Au mois de juillet 1904, deux religieux jésuites en route vers la Sibérie et en transit à Moscou témoignent de leur première impression. « Moscou, c’est d’après notre guide, un immense village ; et c’est vrai. On monte, on descend, on tourne, on se heurte à des culs-de-sac sans nom, à des magasins immenses, dernier style, brillants et luxueux, à des étalages de fripiers, à des mares, à des rues défoncées pour mettre sous terre les téléphones qui étaient en l’air », rapporte l’historienne Sophie Hasquenoph leurs propos pour le public moderne dans son livre Les Français de Moscou face à la révolution russe(1900-1920).

C’est dans une Moscou répondant à cette image que la révolution a pris par surprise la communauté française en 1917. Puisant dans de nombreuses sources jamais étudiées jusqu’alors, le livre de l'historienne française fait la lumière sur un aspect méconnu des événements de l’époque, celui du sort de la communauté française moscovite prise dans le tourbillon révolutionnaire.

À l’aube du XXe siècle, la communauté française, décimée par la campagne napoléonienne de 1812, se reconstitue peu à peu. En 1900, la Russie est un pays en pleine croissance qui s’ouvre à la modernité, multiplie les échanges internationaux, économiques et financiers, scientifiques et culturels. Cette seconde communauté est foncièrement dynamique : elle investit, s’enrichit et s’enracine sur plusieurs générations. Elle vit une brillante histoire avant d’être emportée par la vague révolutionnaire.

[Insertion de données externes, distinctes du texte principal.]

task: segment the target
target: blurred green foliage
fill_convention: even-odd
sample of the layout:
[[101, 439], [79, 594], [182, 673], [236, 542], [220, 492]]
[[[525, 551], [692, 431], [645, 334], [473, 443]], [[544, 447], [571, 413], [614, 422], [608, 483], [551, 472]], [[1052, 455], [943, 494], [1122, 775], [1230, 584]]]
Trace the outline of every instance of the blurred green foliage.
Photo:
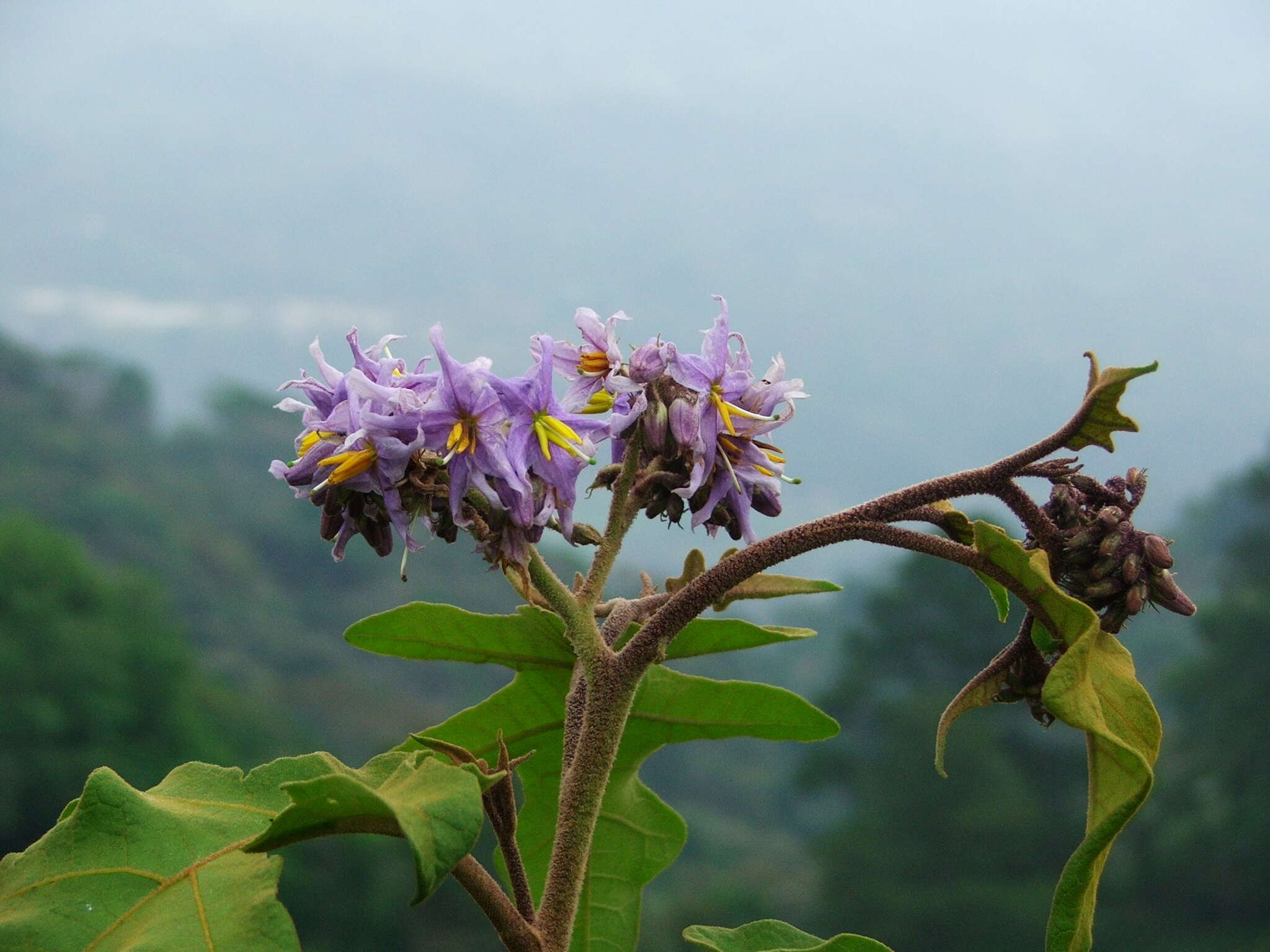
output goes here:
[[[513, 599], [497, 579], [457, 592], [484, 574], [462, 545], [411, 556], [408, 586], [364, 547], [333, 565], [316, 513], [265, 471], [291, 452], [296, 423], [269, 402], [226, 390], [206, 421], [163, 433], [137, 372], [0, 338], [0, 852], [48, 829], [103, 763], [138, 787], [194, 758], [250, 767], [326, 748], [359, 763], [502, 683], [485, 666], [344, 644], [353, 621], [408, 600], [499, 612]], [[1107, 867], [1095, 947], [1265, 951], [1270, 461], [1215, 489], [1177, 534], [1200, 613], [1146, 617], [1123, 637], [1165, 746], [1156, 792]], [[1081, 739], [1041, 730], [1024, 706], [973, 711], [941, 781], [940, 711], [1013, 627], [973, 576], [933, 560], [900, 560], [856, 588], [765, 618], [819, 638], [687, 665], [791, 688], [836, 670], [820, 701], [843, 731], [801, 750], [725, 741], [650, 760], [649, 782], [692, 834], [648, 892], [644, 948], [682, 948], [692, 922], [767, 916], [898, 952], [1040, 946], [1081, 835]], [[406, 906], [400, 843], [284, 857], [282, 899], [315, 952], [497, 947], [452, 882]]]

Des sources inédites sur les Français de Moscou à l’aube du XXe siècle

Pour reconstituer le contexte de la vie des Français à Moscou à cette période, Sophie Hasquenoph s’appuie sur des sources françaises encore mal exploitées – les sources religieuses, notamment les archives privées inédites de l’église Saint-Louis-des Français, point de chute et de rassemblement de la colonie française de Moscou depuis 1789.

Cette église, rebâtie en 1835, est toujours debout et possède des archives sur la vie de la paroisse et des structures qui en dépendent : école française, asile, immeubles de rapport. L’auteur a découvert dans les sous-sols de l’église des cartons remplis de documents : des lettres, des bulletins paroissiaux, des comptes, des registres sur les écoles français et d’autres papiers témoignant de l’importance de la communauté.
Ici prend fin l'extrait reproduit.